Author Fallon Speaks on Plight of the Cerulean Warbler Tuesday, November 8
SALISBURY, MD---Author Katie Fallon traveled more than 2,000 miles from the Appalachian Mountains of West Virginia to the Andes Mountains of Colombia to chronicle the plight of the cerulean warbler.
She speaks about what is causing the disappearance of the small blue bird — and how its fate is linked to that of humankind — during the talk “Coal, Coffee and Cooperation: Saving a Vanishing Songbird.” Her presentation is 7 p.m. Tuesday, November 8, in the Great Hall of Salisbury University’s Holloway Hall.

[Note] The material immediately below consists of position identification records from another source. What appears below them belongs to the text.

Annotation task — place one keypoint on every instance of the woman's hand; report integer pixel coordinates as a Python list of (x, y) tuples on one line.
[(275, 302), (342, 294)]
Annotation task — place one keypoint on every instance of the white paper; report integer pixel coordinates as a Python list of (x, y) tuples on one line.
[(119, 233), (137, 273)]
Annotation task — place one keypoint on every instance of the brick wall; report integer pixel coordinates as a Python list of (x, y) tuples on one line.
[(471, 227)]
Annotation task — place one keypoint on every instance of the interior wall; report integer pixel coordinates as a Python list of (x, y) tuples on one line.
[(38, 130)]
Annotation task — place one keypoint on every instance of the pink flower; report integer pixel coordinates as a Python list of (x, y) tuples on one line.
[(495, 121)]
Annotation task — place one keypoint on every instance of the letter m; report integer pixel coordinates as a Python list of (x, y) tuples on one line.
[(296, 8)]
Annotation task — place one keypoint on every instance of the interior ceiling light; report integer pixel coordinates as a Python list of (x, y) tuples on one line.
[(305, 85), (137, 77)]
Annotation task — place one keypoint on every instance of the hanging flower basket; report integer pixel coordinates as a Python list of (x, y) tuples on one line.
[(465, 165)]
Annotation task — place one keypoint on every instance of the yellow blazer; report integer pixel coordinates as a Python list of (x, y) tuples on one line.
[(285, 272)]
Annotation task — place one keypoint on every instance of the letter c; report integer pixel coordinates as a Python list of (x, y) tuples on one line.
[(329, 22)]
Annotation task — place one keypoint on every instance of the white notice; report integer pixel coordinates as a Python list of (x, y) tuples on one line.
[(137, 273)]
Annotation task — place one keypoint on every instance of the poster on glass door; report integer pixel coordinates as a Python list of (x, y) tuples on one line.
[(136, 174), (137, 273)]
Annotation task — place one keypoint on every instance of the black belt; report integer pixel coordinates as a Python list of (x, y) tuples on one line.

Fallon is the author of Cerulean Blues: A Personal Search for a Vanishing Songbird, recently released by Ruka Press. A favorite among birdwatchers, the cerulean is the fastest-declining warbler species in the United States, losing some 3 percent of its total population each year since 1966.
This decline means today there are 80 percent fewer ceruleans than 40 years ago. Their numbers continue to drop due to threats including deforestation, global warming and mountaintop removal coal mining.
Fallon has published more than a dozen articles in journals and magazines nationwide. She teaches creative writing at West Virginia University and was formerly an English instructor at Virginia Tech.